Anyone could look up calls and timestamps for millions of app users.
Connelly discovered that the app’s server didn’t properly validate the requests for call records. An attacker can craft a simple request, and the server responds with a list of calls and timestamps – to anyone who requests it.
“It was possible to modify the phone number being sent, and then receive data back for Verizon numbers not associated with the signed-in user,” the researcher said in a blog post.
“Now imagine that number belongs to a journalist, a police officer, a politician, or someone fleeing an abuser.”
The researcher believes this flaw represents privacy and safety concerns and could even be abused as a real-time surveillance mechanism.
“With unrestricted access to another user’s call history, an attacker could reconstruct daily routines, identify frequent contacts, and infer personal relationships.”
The researcher estimates that millions of Americans using the app were exposed.
“Verizon was made aware of this vulnerability and worked with the third-party app owner on a fix and patch that was pushed in mid-March. While there was no indication that the flaw was exploited, the issue was resolved and only impacted iOS devices. Verizon appreciates the responsible disclosure of the finding by the researcher and takes the security very seriously,” Verizon said in a comment to Cybernews.
How did the hack work?
An unauthorized attacker would send a request to a server to get call history for a specified time period.
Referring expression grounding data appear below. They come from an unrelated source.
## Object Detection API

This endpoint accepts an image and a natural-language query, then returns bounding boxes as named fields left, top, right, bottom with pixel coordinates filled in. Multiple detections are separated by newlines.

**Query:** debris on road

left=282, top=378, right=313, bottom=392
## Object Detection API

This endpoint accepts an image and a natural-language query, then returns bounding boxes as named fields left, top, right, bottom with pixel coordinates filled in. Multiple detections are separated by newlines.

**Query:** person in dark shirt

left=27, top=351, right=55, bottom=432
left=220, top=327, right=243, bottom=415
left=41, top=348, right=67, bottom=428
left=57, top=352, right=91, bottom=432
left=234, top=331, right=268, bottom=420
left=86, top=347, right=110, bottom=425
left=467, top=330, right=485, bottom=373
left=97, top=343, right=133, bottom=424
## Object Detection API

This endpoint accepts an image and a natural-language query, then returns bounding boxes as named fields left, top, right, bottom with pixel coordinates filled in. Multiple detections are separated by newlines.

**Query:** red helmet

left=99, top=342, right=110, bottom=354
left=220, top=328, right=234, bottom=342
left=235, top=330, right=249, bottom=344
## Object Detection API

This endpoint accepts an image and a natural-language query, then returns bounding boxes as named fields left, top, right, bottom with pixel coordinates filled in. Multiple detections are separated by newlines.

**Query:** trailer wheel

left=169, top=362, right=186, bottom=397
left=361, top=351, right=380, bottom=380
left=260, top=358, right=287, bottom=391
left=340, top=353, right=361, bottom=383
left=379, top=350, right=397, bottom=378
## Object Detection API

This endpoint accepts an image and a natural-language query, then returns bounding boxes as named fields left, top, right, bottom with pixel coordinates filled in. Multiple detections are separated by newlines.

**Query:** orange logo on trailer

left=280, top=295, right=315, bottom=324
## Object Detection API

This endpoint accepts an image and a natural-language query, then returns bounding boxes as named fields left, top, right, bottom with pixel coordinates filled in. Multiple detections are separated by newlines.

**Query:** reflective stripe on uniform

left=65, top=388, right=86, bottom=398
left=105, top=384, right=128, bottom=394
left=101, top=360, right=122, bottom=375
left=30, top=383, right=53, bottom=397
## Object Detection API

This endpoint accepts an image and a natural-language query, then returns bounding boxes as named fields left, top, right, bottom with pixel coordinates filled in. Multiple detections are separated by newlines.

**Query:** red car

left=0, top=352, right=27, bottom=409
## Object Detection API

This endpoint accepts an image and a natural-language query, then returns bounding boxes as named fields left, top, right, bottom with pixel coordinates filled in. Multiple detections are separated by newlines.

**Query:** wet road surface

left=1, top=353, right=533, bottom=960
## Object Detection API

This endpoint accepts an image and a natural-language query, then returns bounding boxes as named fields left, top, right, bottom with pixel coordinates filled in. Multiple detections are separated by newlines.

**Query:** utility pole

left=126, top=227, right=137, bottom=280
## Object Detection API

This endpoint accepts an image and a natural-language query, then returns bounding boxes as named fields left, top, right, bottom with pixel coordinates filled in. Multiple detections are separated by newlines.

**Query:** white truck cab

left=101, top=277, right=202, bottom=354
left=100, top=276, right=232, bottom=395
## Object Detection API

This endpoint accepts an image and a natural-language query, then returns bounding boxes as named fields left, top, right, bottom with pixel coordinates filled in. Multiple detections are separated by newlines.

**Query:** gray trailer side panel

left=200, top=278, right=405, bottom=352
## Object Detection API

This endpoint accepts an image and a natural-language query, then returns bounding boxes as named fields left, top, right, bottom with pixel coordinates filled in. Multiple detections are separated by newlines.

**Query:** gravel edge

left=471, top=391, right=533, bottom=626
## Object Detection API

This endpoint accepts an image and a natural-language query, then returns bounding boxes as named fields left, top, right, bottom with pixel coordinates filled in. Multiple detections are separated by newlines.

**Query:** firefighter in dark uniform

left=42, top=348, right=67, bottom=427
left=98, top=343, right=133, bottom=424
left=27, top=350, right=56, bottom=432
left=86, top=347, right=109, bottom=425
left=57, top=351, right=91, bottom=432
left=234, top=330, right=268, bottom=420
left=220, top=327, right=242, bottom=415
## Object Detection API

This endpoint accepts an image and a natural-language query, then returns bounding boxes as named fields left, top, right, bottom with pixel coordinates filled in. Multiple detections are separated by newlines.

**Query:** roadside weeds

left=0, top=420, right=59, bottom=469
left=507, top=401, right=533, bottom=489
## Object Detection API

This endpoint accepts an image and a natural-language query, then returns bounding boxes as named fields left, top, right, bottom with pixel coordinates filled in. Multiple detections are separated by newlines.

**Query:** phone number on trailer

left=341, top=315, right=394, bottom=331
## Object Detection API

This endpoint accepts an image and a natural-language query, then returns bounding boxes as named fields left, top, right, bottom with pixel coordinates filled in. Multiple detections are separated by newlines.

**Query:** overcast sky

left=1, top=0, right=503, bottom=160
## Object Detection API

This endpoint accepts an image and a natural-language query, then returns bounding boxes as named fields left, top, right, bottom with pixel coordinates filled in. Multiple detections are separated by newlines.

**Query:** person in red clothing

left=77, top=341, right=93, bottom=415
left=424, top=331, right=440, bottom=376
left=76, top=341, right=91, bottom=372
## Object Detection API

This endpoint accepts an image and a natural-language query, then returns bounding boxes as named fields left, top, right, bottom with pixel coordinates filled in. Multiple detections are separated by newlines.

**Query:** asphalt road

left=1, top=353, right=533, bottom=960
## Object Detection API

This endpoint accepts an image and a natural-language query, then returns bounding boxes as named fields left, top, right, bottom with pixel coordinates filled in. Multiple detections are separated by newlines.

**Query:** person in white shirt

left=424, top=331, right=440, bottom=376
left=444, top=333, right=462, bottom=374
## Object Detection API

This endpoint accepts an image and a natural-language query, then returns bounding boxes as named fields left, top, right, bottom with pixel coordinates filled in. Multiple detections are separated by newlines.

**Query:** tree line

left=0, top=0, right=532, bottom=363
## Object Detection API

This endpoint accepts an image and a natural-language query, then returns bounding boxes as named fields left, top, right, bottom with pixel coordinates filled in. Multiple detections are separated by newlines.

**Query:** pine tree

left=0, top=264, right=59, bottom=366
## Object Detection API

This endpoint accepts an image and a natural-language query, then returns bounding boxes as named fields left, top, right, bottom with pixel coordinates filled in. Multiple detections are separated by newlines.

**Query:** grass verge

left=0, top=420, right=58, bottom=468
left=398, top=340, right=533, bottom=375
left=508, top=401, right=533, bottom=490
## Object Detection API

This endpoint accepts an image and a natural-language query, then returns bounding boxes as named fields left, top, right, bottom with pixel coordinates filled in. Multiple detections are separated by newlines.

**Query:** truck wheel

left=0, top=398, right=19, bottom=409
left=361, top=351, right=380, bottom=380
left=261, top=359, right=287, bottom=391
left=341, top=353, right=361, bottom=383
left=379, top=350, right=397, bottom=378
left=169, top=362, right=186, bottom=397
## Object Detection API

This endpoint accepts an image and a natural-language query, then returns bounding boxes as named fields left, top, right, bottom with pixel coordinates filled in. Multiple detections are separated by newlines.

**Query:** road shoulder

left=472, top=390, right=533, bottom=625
The hacker would need to craft a request that includes a JSON Web Token (JWT) for authentication. However, the server doesn’t check if the phone number in the request matches the user’s phone number in the token. The attacker can set any number in the request and access the call history.
“The issue I discovered impacted at least those who have the Verizon Call Filter service enabled (I did not test a number which had it disabled; I can’t rule out whether or not all Verizon numbers could have been impacted),” the researcher explained.
Connelly also noted that the validations “seem” to work properly on other endpoints for additional app functionality.
Unprotected server belongs to third party
Another concerning insight is that the service itself is run by an unknown third-party company and not Verizon.
When the Verizon Call Filter app needs to display call history for users, it retrieves the records from the cequintvzwecid.com domain, registered at GoDaddy, “which is a bit unusual for a large company” like Verizon.
Cequint likely represents a company name, while the rest of the domain is the same as the app package name for Android – com.vzw.ecid. The researcher found on crunchbase.com that Cequint is a firm that “provides technology that enables wireless carriers to offer caller ID services in North America.” Its listed website was down.
It raises additional questions about why the user data would be stored and leaked from the server owned by a third-party company.
“How much data does this obscure company without a website of their own have? And how well secured is it?”
Connelly disclosed the discovered issue responsibly, and Verizon quickly acknowledged it and fixed it.
Updated on April 4th [06:20 a.m. GMT] with a statement from Verizon.